The Undoing Project is not a novel, but instead, the book provides a non-fiction, analytical account of the birth of behavior economics, a kind of middle way between psychoanalysis and economic theory. The story follows the rise and decline of a tremendous friendship between Amos Tversky and Daniel Kahneman. Their goals were to use behavioral psychology to determine clues into the mind that might have economic implications. Primarily, the looked at the lapses in judgment that are commonly found among humans, especially their inability to understand their own motivation because of false beliefs, emotional burdens or other kinds of cognitive dissonances.
For starters, the duo published studies showing that humans are not nearly as logical as we believe ourselves to be. In fact, humans are sometimes capricious, and highly influenced by external forces. In other words, we are sensitive and emotional before we are rational, and even though in our mind, the ideas feel fully formed and perfectly logical, almost no part of the human mind can be said to be perfectly logical.

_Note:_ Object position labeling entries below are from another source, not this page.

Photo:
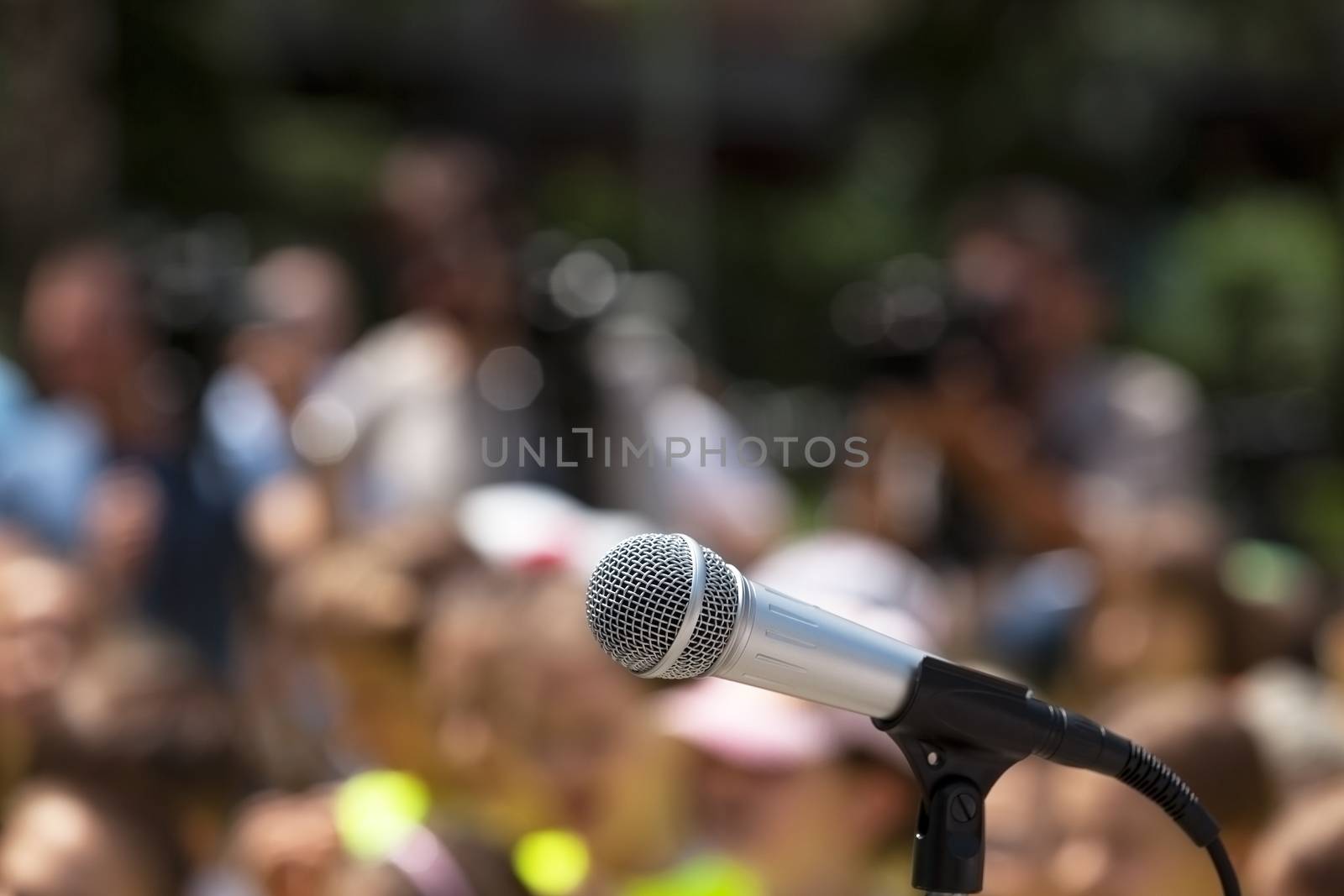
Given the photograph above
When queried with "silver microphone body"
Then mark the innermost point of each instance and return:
(796, 647)
(665, 607)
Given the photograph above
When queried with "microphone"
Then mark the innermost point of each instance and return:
(665, 607)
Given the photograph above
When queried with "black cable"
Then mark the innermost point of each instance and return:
(1226, 873)
(1155, 779)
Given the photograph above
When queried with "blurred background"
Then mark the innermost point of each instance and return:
(326, 328)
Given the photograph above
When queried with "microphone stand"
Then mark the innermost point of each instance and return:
(942, 736)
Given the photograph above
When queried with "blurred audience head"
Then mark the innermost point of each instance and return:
(299, 315)
(1116, 842)
(140, 712)
(82, 324)
(1303, 852)
(78, 840)
(811, 799)
(356, 613)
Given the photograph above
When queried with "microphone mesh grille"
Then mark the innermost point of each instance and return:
(638, 597)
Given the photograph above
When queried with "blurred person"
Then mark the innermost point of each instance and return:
(286, 844)
(1163, 610)
(355, 614)
(1041, 429)
(140, 715)
(1303, 852)
(549, 735)
(654, 391)
(401, 417)
(427, 864)
(806, 799)
(297, 315)
(1116, 842)
(104, 466)
(1021, 832)
(1297, 716)
(46, 621)
(77, 840)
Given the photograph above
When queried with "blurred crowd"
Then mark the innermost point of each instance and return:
(280, 625)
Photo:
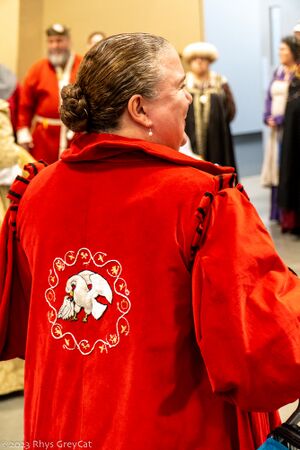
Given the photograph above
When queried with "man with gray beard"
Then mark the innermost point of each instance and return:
(39, 127)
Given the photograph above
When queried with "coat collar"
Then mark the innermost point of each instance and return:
(104, 146)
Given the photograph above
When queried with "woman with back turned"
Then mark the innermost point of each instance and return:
(140, 284)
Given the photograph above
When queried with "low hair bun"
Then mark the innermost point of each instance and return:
(74, 108)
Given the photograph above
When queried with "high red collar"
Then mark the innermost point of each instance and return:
(96, 146)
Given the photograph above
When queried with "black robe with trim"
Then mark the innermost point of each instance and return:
(289, 178)
(219, 144)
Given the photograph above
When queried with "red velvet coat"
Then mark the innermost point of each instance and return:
(40, 96)
(156, 310)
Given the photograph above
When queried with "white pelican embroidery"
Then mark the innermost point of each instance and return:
(83, 290)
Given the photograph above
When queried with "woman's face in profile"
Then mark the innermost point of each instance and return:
(285, 55)
(168, 110)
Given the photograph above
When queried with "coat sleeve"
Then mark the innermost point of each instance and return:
(15, 274)
(246, 307)
(28, 99)
(15, 281)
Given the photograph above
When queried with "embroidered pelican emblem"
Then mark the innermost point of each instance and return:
(85, 290)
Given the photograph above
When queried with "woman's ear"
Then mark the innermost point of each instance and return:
(137, 110)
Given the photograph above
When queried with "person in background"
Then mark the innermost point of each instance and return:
(213, 107)
(275, 105)
(289, 179)
(296, 31)
(95, 37)
(10, 91)
(12, 157)
(140, 284)
(40, 129)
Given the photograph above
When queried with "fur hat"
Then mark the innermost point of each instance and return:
(202, 49)
(57, 30)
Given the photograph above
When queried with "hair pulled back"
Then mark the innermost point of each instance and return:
(111, 72)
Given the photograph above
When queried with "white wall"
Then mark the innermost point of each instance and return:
(233, 27)
(9, 33)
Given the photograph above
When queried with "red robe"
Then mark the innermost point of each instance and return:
(40, 96)
(156, 309)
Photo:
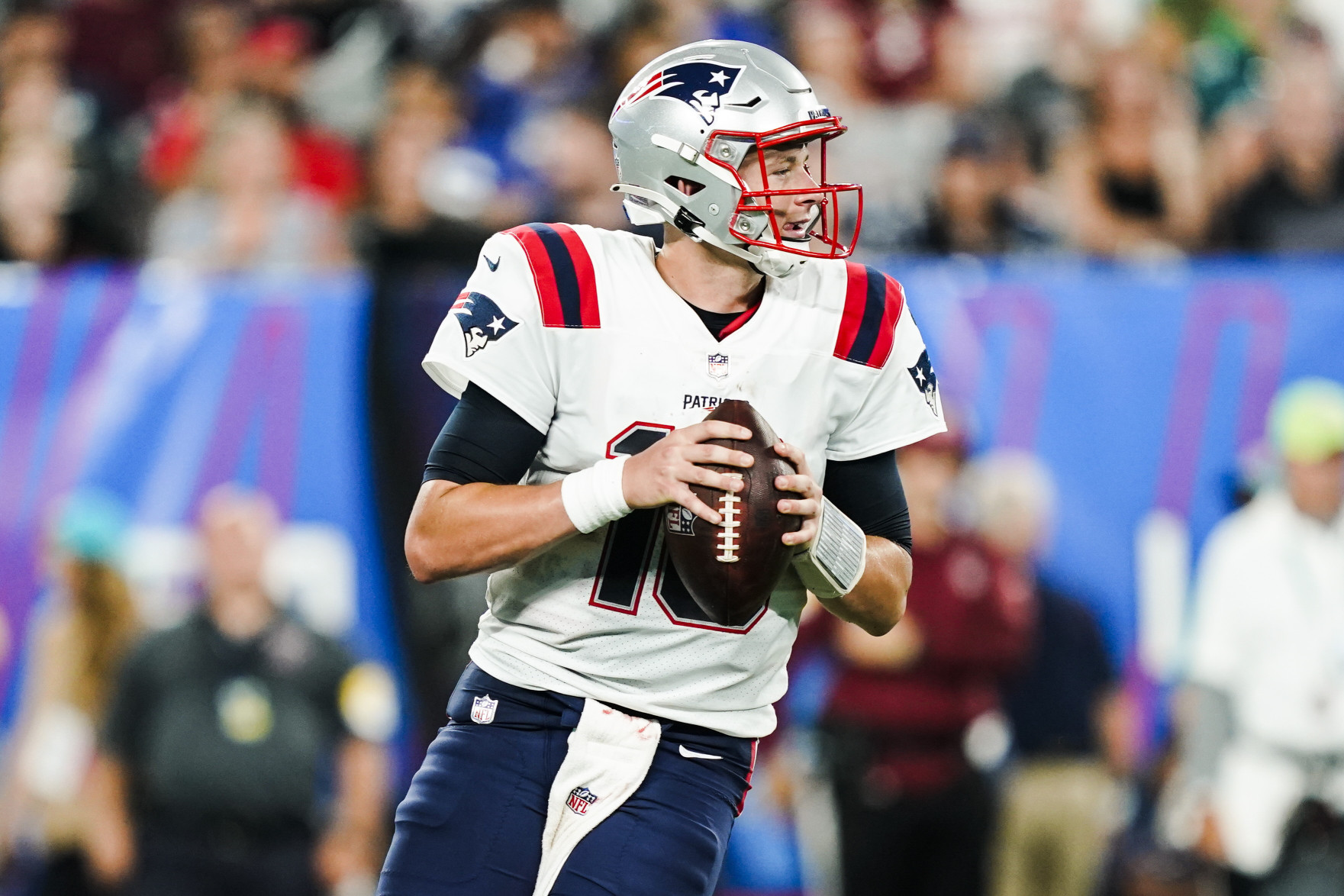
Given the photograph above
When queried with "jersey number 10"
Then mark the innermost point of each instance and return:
(633, 550)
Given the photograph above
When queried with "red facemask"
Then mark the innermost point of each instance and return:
(824, 231)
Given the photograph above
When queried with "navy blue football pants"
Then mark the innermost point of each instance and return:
(473, 816)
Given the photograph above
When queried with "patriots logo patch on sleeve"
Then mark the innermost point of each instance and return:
(482, 321)
(701, 85)
(927, 380)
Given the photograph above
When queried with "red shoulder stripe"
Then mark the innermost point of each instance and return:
(562, 269)
(872, 305)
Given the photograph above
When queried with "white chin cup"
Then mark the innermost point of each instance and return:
(595, 498)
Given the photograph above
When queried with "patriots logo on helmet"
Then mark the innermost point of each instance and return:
(482, 320)
(701, 85)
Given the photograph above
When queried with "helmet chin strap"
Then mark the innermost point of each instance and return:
(772, 263)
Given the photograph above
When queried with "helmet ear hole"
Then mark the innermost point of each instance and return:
(685, 185)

This heuristic study, or motivation study, depended greatly on influencing test subjects through small experiments, such as providing them different information and then asking the test group and the control group to qualify something related to that information, and what they discovered through these tests was that people were indeed influenced in their behavior by a surprising amount of factors.
The market implications of this are that people fundamentally misunderstand their own motivations, and the advertising implications are that companies could hypothetically study these lapses in judgment to exploit them for business purposes. In other words, it represents the first attempt to use psychology as a market tool.